Linear Models for Regression

We define observation $\mathbf{x} \equiv (x_{1},\ldots,x_{p})^\intercal$ with $p$ attributes and target value $y$. Given a training set $\mathcal{D}$ with

  • $n$ observations $\mathbf{x}_i \equiv (x_{i1},\ldots,x_{ip})^\intercal$, $\forall i \in N = \{1, \ldots, n\}$, and
  • target values $\mathbf{y} \equiv (y_1,\ldots,y_n)^\intercal$

We shall fit the data using a linear model \begin{align} f(\mathbf{x}, \mathbf{w}) = w_0 + w_1 \phi_1(\mathbf{x}) + w_2 \phi_2(\mathbf{x}) + \cdots + w_{m-1} \phi_{m-1}(\mathbf{x}) \nonumber \end{align} where $\phi_i$ is a transformation of $\mathbf{x}$ called basis functions.

In the matrix form, we have \begin{align*} f(\mathbf{x}, \mathbf{w}) &= \mathbf{\Phi} \mathbf{w} \\ \end{align*} where \begin{align*} \mathbf{w} &= (w_0, \ldots, w_{m-1}) \end{align*} and \begin{align*} \mathbf{\Phi} &= \left\{ \begin{array}{l} \phi(\mathbf{x}_1)\\ \phi(\mathbf{x}_2) \\ \vdots \\ \phi(\mathbf{x}_n) \end{array} \right\} = \left\{ \begin{array}{lllll} \phi_0(\mathbf{x}_1) = 1 & \phi_1(\mathbf{x}_1) & \phi_2(\mathbf{x}_1) & \ldots & \phi_{m-1}(\mathbf{x}_1) \\ \phi_0(\mathbf{x}_2) = 1& \phi_1(\mathbf{x}_2) & \phi_2(\mathbf{x}_2) & \ldots & \phi_{m-1}(\mathbf{x}_2) \\ \vdots & \vdots & \vdots & \ddots& \vdots\\ \phi_0(\mathbf{x}_n) = 1& \phi_1(\mathbf{x}_n) & \phi_2(\mathbf{x}_n) & \ldots & \phi_{m-1}(\mathbf{x}_n) \end{array} \right\}_{n \times m} \\ \end{align*}

  • When $\phi_j(\mathbf{x}) = x_j$, we have linear regression with input matrix \begin{align} \mathbf{\Phi} = \mathbf{X}_{n \times p} = (\mathbf{x}_1, \ldots, \mathbf{x}_n)^\intercal. \nonumber \end{align}

  • When $p=1$ and $\phi_j(x) = x^j$, we have polynomial fitting.

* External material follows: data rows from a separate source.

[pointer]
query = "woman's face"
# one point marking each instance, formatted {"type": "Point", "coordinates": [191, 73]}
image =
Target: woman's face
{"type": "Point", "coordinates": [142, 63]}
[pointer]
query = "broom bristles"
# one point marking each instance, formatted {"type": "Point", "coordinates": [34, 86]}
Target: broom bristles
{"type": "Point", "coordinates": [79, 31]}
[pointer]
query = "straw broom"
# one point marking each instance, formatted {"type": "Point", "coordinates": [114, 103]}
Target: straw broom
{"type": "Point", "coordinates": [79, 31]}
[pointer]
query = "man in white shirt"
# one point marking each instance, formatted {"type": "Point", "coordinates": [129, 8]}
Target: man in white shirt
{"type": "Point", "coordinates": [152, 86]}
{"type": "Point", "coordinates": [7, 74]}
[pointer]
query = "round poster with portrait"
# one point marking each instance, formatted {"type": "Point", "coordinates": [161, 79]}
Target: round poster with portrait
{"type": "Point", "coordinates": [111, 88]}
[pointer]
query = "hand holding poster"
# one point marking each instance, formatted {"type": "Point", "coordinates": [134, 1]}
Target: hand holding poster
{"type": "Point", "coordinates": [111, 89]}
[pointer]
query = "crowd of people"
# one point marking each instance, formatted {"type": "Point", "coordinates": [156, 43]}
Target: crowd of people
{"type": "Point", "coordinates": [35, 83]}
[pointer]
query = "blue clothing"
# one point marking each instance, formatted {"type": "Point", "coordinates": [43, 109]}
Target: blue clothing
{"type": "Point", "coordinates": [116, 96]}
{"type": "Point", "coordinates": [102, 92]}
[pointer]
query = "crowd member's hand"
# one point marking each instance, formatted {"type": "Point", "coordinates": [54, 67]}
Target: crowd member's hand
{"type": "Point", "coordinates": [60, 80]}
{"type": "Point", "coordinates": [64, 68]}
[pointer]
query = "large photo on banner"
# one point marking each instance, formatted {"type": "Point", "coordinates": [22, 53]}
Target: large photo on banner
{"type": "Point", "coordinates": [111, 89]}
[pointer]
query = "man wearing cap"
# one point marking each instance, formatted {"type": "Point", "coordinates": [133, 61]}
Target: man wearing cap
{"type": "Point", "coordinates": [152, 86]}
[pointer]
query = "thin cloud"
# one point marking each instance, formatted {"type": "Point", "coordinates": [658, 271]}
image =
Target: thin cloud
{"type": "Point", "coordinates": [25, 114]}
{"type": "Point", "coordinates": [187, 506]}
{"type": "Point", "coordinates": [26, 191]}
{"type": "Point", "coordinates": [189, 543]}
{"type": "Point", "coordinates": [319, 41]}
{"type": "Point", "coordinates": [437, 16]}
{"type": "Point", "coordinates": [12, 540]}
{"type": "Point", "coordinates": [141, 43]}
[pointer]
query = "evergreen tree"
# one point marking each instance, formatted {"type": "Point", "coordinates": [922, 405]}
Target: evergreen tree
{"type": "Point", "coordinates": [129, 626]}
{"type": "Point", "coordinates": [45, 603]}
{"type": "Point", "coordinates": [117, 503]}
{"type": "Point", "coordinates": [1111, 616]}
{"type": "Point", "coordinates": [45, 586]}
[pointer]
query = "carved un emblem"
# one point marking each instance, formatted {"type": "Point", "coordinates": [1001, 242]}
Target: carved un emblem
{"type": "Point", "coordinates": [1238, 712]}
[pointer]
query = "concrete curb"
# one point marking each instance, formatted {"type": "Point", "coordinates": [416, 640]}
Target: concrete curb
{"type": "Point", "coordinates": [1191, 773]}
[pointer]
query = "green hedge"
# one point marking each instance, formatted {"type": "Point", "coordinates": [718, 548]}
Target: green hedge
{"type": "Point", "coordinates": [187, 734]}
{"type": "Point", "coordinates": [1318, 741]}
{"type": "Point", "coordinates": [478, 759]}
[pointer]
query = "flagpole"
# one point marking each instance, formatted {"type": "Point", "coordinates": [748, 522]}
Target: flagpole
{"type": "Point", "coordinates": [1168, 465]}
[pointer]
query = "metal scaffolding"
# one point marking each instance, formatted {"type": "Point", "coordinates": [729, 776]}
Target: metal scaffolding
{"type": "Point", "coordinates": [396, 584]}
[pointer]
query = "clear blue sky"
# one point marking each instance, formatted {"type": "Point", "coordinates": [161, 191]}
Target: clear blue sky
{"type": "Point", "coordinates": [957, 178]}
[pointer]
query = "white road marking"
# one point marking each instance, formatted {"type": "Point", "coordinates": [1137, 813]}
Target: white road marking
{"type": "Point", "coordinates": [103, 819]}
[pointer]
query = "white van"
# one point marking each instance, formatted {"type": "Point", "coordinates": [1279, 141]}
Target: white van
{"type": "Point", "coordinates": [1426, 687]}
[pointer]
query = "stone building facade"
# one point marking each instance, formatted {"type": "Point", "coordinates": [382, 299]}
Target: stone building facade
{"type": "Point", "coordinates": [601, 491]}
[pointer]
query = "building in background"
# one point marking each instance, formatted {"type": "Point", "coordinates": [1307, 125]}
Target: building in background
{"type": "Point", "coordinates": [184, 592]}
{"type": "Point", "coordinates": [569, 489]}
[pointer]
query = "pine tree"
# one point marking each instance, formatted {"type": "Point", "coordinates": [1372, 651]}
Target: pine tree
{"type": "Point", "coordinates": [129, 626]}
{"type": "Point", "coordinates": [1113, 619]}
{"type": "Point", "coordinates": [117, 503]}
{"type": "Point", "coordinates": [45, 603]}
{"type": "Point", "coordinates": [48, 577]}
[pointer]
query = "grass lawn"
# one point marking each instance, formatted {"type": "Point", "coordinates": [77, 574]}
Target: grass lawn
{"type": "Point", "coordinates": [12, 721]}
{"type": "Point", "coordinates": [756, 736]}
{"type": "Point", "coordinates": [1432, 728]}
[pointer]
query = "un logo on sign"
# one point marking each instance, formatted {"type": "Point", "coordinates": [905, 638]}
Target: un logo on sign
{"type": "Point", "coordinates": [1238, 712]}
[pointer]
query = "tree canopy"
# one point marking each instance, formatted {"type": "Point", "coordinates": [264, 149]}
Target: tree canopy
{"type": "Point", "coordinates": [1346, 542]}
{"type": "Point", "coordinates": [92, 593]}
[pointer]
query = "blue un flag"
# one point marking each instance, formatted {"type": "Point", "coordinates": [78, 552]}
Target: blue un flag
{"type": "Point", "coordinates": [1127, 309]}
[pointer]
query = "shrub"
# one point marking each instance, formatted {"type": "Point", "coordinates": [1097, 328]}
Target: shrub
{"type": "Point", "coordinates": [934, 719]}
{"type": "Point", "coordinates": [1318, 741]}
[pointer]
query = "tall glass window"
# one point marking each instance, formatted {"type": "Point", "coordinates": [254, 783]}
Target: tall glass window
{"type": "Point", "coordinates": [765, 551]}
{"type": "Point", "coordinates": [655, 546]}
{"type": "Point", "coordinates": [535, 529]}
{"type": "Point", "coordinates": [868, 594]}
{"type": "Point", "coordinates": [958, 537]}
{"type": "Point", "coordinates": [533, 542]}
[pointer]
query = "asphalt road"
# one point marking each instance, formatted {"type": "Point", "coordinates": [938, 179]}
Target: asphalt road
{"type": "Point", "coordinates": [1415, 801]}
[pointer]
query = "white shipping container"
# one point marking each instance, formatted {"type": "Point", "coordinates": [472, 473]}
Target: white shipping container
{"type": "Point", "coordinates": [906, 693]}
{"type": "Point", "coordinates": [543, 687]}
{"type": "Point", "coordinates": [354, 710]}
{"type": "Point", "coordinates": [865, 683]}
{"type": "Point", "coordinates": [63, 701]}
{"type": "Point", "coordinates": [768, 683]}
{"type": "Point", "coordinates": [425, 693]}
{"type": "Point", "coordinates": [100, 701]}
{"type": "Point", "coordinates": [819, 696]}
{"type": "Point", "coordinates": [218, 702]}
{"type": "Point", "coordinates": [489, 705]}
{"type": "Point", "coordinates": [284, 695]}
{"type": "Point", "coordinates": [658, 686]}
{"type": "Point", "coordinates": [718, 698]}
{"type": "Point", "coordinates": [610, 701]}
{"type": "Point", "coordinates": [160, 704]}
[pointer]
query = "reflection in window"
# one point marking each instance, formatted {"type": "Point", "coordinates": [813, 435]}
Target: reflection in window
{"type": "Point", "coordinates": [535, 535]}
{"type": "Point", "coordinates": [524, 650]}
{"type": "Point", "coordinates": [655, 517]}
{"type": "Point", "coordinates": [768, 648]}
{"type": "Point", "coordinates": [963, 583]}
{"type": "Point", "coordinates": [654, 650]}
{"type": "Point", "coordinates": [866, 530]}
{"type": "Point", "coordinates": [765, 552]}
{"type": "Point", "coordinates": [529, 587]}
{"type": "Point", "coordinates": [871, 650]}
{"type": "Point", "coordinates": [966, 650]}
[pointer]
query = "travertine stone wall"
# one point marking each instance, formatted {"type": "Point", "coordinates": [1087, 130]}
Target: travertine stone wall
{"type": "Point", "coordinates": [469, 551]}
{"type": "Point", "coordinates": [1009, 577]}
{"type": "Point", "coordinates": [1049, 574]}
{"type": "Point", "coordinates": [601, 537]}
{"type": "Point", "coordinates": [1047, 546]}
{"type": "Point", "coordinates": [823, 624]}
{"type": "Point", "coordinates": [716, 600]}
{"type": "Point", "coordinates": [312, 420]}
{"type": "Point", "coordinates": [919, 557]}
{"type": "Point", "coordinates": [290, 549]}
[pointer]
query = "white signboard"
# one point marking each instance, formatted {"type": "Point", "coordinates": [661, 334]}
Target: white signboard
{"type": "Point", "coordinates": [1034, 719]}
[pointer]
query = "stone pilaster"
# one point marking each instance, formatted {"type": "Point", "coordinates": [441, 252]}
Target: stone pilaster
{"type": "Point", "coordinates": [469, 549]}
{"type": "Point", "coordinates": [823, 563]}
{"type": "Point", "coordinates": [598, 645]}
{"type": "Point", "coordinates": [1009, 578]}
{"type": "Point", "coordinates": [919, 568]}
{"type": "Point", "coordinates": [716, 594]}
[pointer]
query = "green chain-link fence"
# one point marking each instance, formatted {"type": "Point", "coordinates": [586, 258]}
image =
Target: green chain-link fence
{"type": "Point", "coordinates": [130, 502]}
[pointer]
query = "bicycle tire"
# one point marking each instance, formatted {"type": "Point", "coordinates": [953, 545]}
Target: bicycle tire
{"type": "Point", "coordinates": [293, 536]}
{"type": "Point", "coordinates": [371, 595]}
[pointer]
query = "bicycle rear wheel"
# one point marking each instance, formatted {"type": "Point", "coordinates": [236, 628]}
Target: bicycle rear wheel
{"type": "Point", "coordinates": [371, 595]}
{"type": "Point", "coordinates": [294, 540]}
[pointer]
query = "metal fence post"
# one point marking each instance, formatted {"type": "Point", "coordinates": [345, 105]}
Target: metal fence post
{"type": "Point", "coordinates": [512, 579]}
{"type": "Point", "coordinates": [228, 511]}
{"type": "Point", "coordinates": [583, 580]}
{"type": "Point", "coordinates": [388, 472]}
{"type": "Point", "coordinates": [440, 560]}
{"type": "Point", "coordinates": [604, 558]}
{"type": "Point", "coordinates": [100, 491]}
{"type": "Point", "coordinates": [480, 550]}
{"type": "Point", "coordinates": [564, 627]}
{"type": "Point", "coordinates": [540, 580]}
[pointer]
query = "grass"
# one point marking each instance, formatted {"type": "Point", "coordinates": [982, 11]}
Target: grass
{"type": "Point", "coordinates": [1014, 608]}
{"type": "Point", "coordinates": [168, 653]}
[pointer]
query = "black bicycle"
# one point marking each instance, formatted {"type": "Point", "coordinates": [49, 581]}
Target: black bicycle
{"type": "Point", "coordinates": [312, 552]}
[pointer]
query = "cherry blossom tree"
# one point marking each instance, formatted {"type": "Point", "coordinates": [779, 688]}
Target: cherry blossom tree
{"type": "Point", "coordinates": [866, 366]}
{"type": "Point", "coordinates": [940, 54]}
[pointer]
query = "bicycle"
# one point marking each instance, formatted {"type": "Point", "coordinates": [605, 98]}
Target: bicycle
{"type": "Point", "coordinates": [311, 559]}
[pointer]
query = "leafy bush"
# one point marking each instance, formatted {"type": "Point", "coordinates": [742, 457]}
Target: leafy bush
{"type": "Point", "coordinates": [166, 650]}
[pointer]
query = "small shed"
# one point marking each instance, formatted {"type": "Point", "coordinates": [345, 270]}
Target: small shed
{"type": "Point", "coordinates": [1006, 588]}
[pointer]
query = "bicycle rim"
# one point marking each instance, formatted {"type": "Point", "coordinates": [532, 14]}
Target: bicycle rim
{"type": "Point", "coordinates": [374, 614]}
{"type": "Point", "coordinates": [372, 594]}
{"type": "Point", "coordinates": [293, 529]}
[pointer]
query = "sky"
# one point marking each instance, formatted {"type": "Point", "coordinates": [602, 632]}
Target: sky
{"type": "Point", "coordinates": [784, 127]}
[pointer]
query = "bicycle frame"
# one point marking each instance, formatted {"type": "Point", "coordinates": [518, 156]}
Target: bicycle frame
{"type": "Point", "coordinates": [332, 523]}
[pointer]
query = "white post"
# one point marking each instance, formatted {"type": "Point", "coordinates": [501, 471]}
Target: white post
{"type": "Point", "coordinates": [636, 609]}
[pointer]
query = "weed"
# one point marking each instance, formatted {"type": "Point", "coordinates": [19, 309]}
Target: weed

Note that the matrix $\mathbf{X}$ should be of size $n \times (p+1)$ because of regression constant. For the purpose of simplifying notations, we assume $x_{i1} = 1$ $\forall i \in N$ and hence ignore the notational inconvenience of dimension $p+1$.

In a frequentist setting,

  • $\mathbf{w}$ is considered to be a fixed parameter, whose value is determined by some form of "estimator", and
  • error on this estimate are obtained by considering the distribution of possible observed data sets $\mathcal{D}$.

In a Bayesian setting,

  • We assume a prior probability distribution $p(\mathbf{w})$ before observing the data.
  • The effect of the observed data $\mathcal{D}$ is expressed through $p(\mathcal{D}|\mathbf{w})$, i.e., likelihood function.
  • Bayes' theorem \begin{align*} p(\mathbf{w}|\mathcal{D}) &= \frac{p(\mathcal{D}|\mathbf{w}) p(\mathbf{w})}{p(\mathcal{D})},\ \text{i.e., posterior} \propto \text{likelihood $\times$ prior} \end{align*}

evaluates the uncertainty in $\mathbf{w}$ after $\mathcal{D}$ is observed, where

  • $p(\mathbf{w}|\mathcal{D})$ is the posterior probability after $\mathcal{D}$ is observed,
  • $p(\mathcal{D})$ is the probability of evidence.

Least Squares

We minimize residual sum of squares (RSS) \begin{align*} \text{RSS}(\mathbf{w}) = \sum_{i=1}^{n} (y_i - f(\mathbf{x}_i, \mathbf{w}))^2 = (\mathbf{y} - \mathbf{\Phi} \mathbf{w})^\intercal(\mathbf{y} - \mathbf{\Phi}\mathbf{w}) \end{align*}

The first order condition gives \begin{align*} \mathbf{\Phi}^\intercal (\mathbf{y} - \mathbf{\Phi}\mathbf{w}) = 0 \end{align*}

and solving for $\mathbf{w}$ leads to the normal equation \begin{align*} \mathbf{\hat{w}} = (\mathbf{\Phi}^\intercal\mathbf{\Phi})^{-1} \mathbf{\Phi}^\intercal \mathbf{y} = \mathbf{\Phi}^\dagger \mathbf{y} \end{align*}

where $\mathbf{\Phi}^\dagger$ is the Moore-Penrose pseudo-inverse of the matrix $\mathbf{\Phi}$.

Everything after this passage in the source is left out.